I do not find OBM chisels crude. (As an aside, I share Joel Moskovitz's preference for calling them this rather than their "pigsticker" nickname - just so we are referring to the same chisel). They are precision instruments in the right hands. One of the design features I came to recognise - when the abused vintage chisels were replaced with ones in good condition - was that sharp lands aid in cleaning up the sides of a mortice. Many of the vintage chisels have been derusted and have lost this design feature. Of course newer chisels, such as the RI and the Veritas, will have this feature since the blades have not been abused. The slicing action of the lands is less easy to replicate using a BE bench chisel since the latter is apt to twist slightly in the hand. Sellers is skilled and makes this look easy. I would expect that the average beginning woodworker would not be aware of what he is missing out on.

Regards from Perth

Derek
 
The crux of the issue is that neither the Follansbee mortise cut with a pigsticker, nor the Sellers mortise cut with the pigsticker (both highly experienced woodworkers) looked as well, or were done as quickly, as the one Sellers cut with a plain bench chisel. If the only thing in between is a little practice then that's a small price to pay, exceedingly small when considering the fact that everybody in this game has a set of bench chisels already. I don't believe that this is a skill that took Sellers (Marc Adams, et al.) years to develop, more like a dozen or so practice mortises, maybe less, sump'n like that?

Learning to hold, position, and strike a bench chisel without causing it to twist is a good skill to have -- one better learned sooner rather than later.

We have quality video of two (three counting Marc Adams) well-known and skilled professional craftsmen, who presumably work at speed for a paying clientele, or have done so in the past.
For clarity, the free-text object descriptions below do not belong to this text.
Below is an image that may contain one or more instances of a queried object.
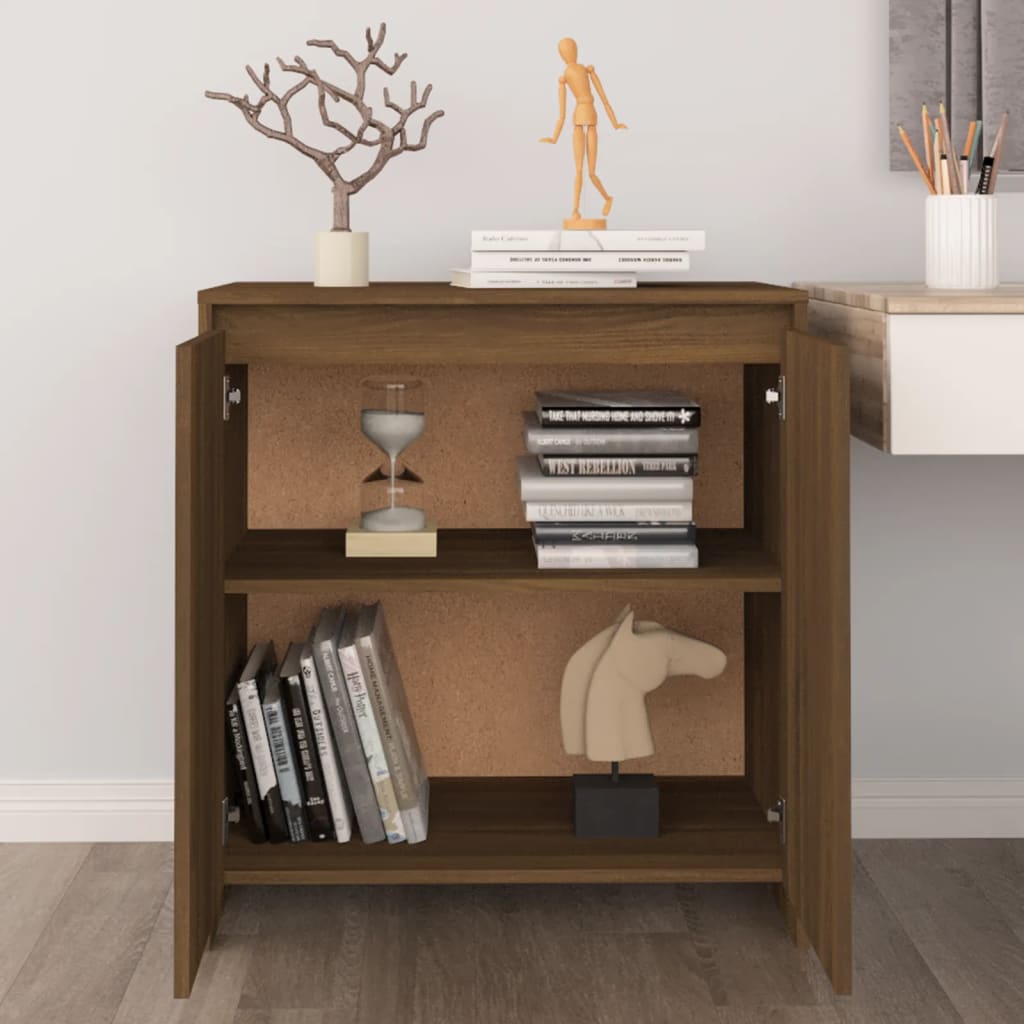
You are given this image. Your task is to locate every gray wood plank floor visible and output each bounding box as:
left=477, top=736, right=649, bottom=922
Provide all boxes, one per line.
left=0, top=841, right=1022, bottom=1023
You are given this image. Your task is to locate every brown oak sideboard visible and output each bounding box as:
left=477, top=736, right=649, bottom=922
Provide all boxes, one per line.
left=176, top=282, right=851, bottom=996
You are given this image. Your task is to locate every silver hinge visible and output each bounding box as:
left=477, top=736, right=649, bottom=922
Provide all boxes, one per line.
left=222, top=797, right=240, bottom=844
left=223, top=376, right=242, bottom=421
left=766, top=797, right=787, bottom=845
left=765, top=375, right=786, bottom=421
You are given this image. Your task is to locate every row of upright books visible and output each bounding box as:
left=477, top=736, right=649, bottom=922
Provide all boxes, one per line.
left=517, top=391, right=701, bottom=569
left=226, top=602, right=428, bottom=845
left=451, top=229, right=705, bottom=289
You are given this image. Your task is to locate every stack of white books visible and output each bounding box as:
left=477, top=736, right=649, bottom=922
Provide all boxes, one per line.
left=518, top=391, right=701, bottom=569
left=451, top=229, right=706, bottom=289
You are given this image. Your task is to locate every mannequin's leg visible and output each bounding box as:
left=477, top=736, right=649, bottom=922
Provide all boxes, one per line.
left=586, top=127, right=613, bottom=216
left=571, top=126, right=585, bottom=217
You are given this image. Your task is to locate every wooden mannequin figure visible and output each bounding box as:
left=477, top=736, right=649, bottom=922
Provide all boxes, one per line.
left=540, top=37, right=628, bottom=230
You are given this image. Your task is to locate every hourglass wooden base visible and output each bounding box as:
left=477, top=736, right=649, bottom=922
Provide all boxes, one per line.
left=345, top=517, right=438, bottom=558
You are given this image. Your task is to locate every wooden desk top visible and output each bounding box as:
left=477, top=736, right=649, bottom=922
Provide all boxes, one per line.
left=198, top=281, right=808, bottom=308
left=797, top=282, right=1024, bottom=314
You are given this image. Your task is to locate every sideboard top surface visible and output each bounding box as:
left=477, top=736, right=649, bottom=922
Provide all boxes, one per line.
left=798, top=281, right=1024, bottom=314
left=199, top=281, right=808, bottom=308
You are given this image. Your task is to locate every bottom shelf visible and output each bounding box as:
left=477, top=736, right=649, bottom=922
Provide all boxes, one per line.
left=224, top=776, right=782, bottom=885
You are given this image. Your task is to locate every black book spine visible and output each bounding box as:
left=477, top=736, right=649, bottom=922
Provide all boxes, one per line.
left=284, top=674, right=334, bottom=841
left=533, top=523, right=697, bottom=545
left=225, top=690, right=267, bottom=843
left=539, top=454, right=699, bottom=477
left=238, top=679, right=290, bottom=843
left=539, top=408, right=701, bottom=428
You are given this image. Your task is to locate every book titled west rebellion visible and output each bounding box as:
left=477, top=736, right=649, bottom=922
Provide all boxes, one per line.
left=356, top=602, right=431, bottom=845
left=523, top=412, right=699, bottom=456
left=236, top=642, right=289, bottom=843
left=533, top=523, right=697, bottom=546
left=518, top=456, right=695, bottom=503
left=261, top=670, right=309, bottom=843
left=539, top=454, right=698, bottom=477
left=337, top=614, right=406, bottom=844
left=225, top=685, right=266, bottom=843
left=536, top=391, right=701, bottom=428
left=299, top=641, right=353, bottom=843
left=279, top=644, right=333, bottom=841
left=313, top=608, right=386, bottom=844
left=534, top=543, right=700, bottom=570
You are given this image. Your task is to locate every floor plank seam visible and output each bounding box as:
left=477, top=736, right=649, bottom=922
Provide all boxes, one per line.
left=0, top=843, right=94, bottom=1016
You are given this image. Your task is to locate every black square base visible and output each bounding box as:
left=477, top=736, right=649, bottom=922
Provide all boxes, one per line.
left=573, top=773, right=660, bottom=839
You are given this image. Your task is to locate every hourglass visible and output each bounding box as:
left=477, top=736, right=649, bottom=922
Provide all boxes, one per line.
left=346, top=377, right=437, bottom=557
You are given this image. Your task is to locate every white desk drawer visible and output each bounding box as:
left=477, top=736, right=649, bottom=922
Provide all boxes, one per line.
left=888, top=314, right=1024, bottom=454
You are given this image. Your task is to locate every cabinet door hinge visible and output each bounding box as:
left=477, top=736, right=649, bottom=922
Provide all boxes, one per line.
left=767, top=797, right=787, bottom=845
left=223, top=376, right=243, bottom=421
left=765, top=375, right=786, bottom=421
left=222, top=797, right=240, bottom=845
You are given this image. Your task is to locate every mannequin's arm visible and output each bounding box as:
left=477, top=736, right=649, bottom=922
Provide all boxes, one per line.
left=588, top=66, right=627, bottom=129
left=540, top=77, right=567, bottom=143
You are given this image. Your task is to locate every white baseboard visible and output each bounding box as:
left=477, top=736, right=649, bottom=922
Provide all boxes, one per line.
left=853, top=777, right=1024, bottom=838
left=1, top=778, right=1022, bottom=842
left=0, top=781, right=174, bottom=842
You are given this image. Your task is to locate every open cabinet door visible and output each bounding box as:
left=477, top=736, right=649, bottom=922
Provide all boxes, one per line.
left=783, top=330, right=852, bottom=992
left=175, top=331, right=227, bottom=997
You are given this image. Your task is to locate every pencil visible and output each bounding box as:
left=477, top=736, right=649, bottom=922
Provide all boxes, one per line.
left=934, top=128, right=945, bottom=193
left=939, top=154, right=951, bottom=195
left=989, top=111, right=1010, bottom=192
left=961, top=120, right=978, bottom=188
left=898, top=125, right=937, bottom=194
left=968, top=119, right=984, bottom=169
left=922, top=104, right=934, bottom=184
left=938, top=103, right=962, bottom=193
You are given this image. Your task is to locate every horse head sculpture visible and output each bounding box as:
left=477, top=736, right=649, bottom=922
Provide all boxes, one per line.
left=561, top=607, right=727, bottom=764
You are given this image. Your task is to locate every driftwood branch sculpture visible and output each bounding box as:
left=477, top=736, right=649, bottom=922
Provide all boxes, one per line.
left=206, top=23, right=444, bottom=230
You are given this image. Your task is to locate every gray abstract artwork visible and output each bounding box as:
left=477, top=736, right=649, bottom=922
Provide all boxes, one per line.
left=890, top=0, right=1023, bottom=172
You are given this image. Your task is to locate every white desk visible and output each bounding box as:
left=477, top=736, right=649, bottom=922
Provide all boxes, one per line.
left=798, top=283, right=1024, bottom=454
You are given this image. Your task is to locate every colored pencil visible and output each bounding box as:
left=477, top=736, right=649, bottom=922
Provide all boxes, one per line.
left=988, top=111, right=1010, bottom=193
left=961, top=120, right=978, bottom=189
left=898, top=125, right=937, bottom=194
left=922, top=104, right=934, bottom=184
left=938, top=103, right=962, bottom=193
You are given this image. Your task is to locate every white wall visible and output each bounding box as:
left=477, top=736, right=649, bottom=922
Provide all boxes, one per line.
left=1, top=1, right=1022, bottom=831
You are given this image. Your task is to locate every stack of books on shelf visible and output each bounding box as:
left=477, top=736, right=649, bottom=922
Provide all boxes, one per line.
left=451, top=229, right=706, bottom=289
left=518, top=390, right=701, bottom=569
left=226, top=602, right=428, bottom=846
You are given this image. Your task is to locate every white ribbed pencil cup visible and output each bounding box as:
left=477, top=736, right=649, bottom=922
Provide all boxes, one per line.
left=925, top=195, right=998, bottom=290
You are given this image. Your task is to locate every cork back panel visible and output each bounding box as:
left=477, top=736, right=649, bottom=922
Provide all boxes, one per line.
left=250, top=590, right=742, bottom=777
left=248, top=363, right=745, bottom=776
left=248, top=363, right=743, bottom=529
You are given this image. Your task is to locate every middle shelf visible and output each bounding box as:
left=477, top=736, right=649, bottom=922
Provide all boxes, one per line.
left=225, top=528, right=781, bottom=594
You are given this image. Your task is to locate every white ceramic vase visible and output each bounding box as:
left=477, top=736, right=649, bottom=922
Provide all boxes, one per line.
left=925, top=195, right=998, bottom=290
left=315, top=231, right=369, bottom=287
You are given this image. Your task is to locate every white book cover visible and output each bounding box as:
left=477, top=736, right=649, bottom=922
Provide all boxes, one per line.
left=338, top=621, right=406, bottom=844
left=451, top=269, right=636, bottom=289
left=299, top=643, right=353, bottom=843
left=470, top=252, right=690, bottom=272
left=237, top=680, right=277, bottom=808
left=471, top=229, right=706, bottom=252
left=535, top=543, right=700, bottom=570
left=517, top=455, right=694, bottom=502
left=524, top=500, right=694, bottom=522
It's not hard to compare the results and the video speaks for itself it seems to me.
 
I thought it was pretty slow and fiddly, but it's difficult to know how much that was influenced by being filmed. I think efficiency is relevant. I am not making a living from my woodwork, but that does not mean I have unlimited time - sometimes we just need to get on with it and get a job done. A through mortise like that with at least one visible end is worth doing neatly though.
 
I am not sure the answer is new or second hand chisels. Clean mortises are a function of sharp chisels and technique. On technique there are three or four methods all have their place. The techniques demonstrated in the videos are ok. For half inch mortises I would drill out the majority of the waste and then trim the Mortice to size with a chisel.
Dedicated mortice chisels are good if you chop a lot of them by hand but as demonstrated an ordinary be chisel does an acceptable job
 
In all three videos the best demo is the Sellers with the bevel edge. It's a concise demo that creates a mortise quickly.
Regard the OBM/Pig Stick I'm sure the best ones I have are tapered in their width too. For instance the 12mm is that width at the edge and more like 10mm at the bolster.